What is rectal prolapse?
Rectal prolapse is a condition where the rectum looses its normal attachments inside the body allowing it to protrude out through the anus. There are three main types of prolapse:
- Mucosal prolapse – only the lining of the rectum is prolapsing.
- Internal prolapse – the rectum is prolapsing but is not yet protruding through the anus.
- Complete prolapse – full thickness external prolapse of the rectum through the anus.
Why does rectal prolapse occur?
The precise cause in not known. There are a number of factors associated with prolapse including female, advancing age, chronic constipation with straining at stool as well as medical conditions such as connective tissue disorders. Possible explanations include a weak pelvic floor or inadequate fixation of the rectum. Prolapse affects women 6 times more commonly than men.
What are the symptoms of prolapse?
Commonly, patients first notice protrusion of the rectum through the anus initially during defecation. The prolapse may need to be pushed back by hand. Later, there can be discomfort, bleeding, mucous discharge and incontinence. The incontinence becomes more severe the longer the prolapse has been present.
Is prolapse the same as haemorrhoids?
Although some of the symptoms can be the same, haemorrhoids only involve the inner layer of the bowel near the anal opening.
How is rectal prolapse diagnosed?
A careful history and examination is usually all that is required to diagnose rectal prolapse. Sometimes it might be necessary to sit on the toilet to demonstrate the prolapse. Mucosal prolapse and internal prolapse may sometimes require further tests to diagnose accurately. These may include a defecating proctogram or an examination under a general anaesthetic. A colonoscopy may sometimes be required.
How is rectal prolapse treated?
Mucosal prolapse can be treated by rubber band ligation or sometimes by surgery. Incomplete prolapse is usually treated with bulking agents / laxatives but surgery is sometimes required.
Full thickness rectal prolapse usually needs surgery.
There are a variety of surgical options to treat prolapse. This includes both abdominal and trans-anal approaches. Most patients that are fit for surgery would be candidates for abdominal surgery.

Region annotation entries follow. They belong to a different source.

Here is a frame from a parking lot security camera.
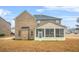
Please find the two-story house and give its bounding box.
[15,11,66,41]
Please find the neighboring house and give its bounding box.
[15,11,66,41]
[0,17,11,36]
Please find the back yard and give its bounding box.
[0,39,79,52]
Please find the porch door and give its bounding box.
[21,31,28,39]
[38,31,43,38]
[21,27,29,39]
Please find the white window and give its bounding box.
[55,29,64,37]
[36,29,44,38]
[45,29,54,37]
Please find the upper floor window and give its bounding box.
[55,29,64,37]
[46,29,54,37]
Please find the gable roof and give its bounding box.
[0,17,11,25]
[34,14,61,20]
[15,10,33,20]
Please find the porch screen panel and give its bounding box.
[55,29,64,37]
[36,29,44,37]
[45,29,54,37]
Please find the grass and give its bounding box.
[0,39,79,52]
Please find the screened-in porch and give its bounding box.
[36,28,65,40]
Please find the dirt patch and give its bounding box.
[0,39,79,52]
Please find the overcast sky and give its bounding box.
[0,6,79,28]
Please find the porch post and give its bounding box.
[44,29,46,37]
[54,28,56,37]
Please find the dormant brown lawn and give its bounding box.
[0,39,79,52]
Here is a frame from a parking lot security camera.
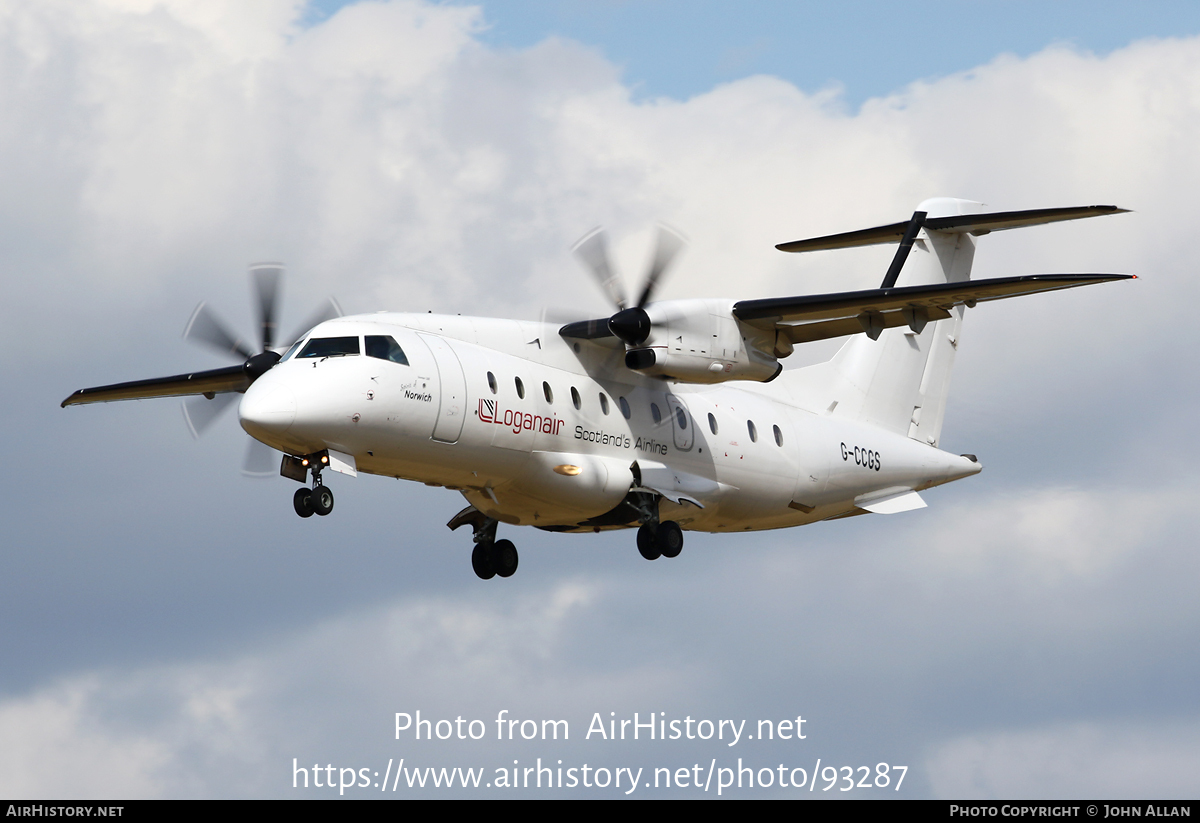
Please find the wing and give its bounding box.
[62,367,250,408]
[733,273,1136,343]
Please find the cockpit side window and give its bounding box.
[296,336,359,358]
[366,335,408,366]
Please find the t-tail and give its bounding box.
[779,198,1129,446]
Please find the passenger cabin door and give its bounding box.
[418,335,467,443]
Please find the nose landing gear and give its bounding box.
[280,456,334,517]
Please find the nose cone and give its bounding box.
[238,379,296,441]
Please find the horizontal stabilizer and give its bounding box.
[775,205,1129,252]
[62,366,250,408]
[733,275,1136,331]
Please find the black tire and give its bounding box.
[308,486,334,517]
[492,540,520,577]
[654,521,683,557]
[637,525,662,560]
[292,486,312,517]
[470,543,496,581]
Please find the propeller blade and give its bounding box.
[287,298,342,348]
[184,302,254,360]
[637,224,686,308]
[571,227,626,311]
[880,211,928,289]
[241,438,280,477]
[250,263,283,352]
[182,392,239,439]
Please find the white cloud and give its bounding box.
[0,0,1200,797]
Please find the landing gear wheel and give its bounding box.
[308,486,334,517]
[637,524,662,560]
[292,486,312,517]
[492,540,518,577]
[654,521,683,557]
[470,543,496,581]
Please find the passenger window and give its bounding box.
[298,337,359,358]
[366,335,408,366]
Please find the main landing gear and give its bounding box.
[637,521,683,560]
[446,506,520,581]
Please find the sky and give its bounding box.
[0,0,1200,799]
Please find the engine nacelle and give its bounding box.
[625,300,791,383]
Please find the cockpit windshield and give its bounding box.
[366,335,408,366]
[296,336,359,358]
[280,337,304,362]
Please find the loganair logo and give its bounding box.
[479,398,563,434]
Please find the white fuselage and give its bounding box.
[240,313,980,531]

This usually involves rectopexy and may be performed robotically. The trans-anal (perineal) procedures involve either stripping the mucosa (Delorme’s procedure) or a full thickness resection of the bowel (Altemeier’s procedure). After correcting the prolapse, patients with incontinence may be candidates for sacral nerve neuromodulation to improve their function (see Faecal Incontinence).
How successful is treatment?
The prolapse is generally well treated with either abdominal or trans-anal approaches. The abdominal approaches tend to be longer lasting with lower long-term recurrence rates. Bowel function can be considerably improved following surgery. For patients with prolapse that have had incontinence, it may take some time (up to 1 year) to regain optimum strength and function.
What is a colorectal surgeon?
A colorectal surgeon is an expert in the surgical and non-surgical treatment of colon and rectal conditions. In Australia, a colorectal surgeon has completed general surgical training to be a specialist general surgeon (FRACS). A minimum of 2 years of clinical post-fellowship training is then undertaken in high volume accredited institutions through the Colorectal Surgical Society of Australia and New Zealand (CSSANZ). There is also a research requirement and a written examination on colon and rectal conditions. An equivalent domestic or international experience may qualify a surgeon for CSSANZ accreditation.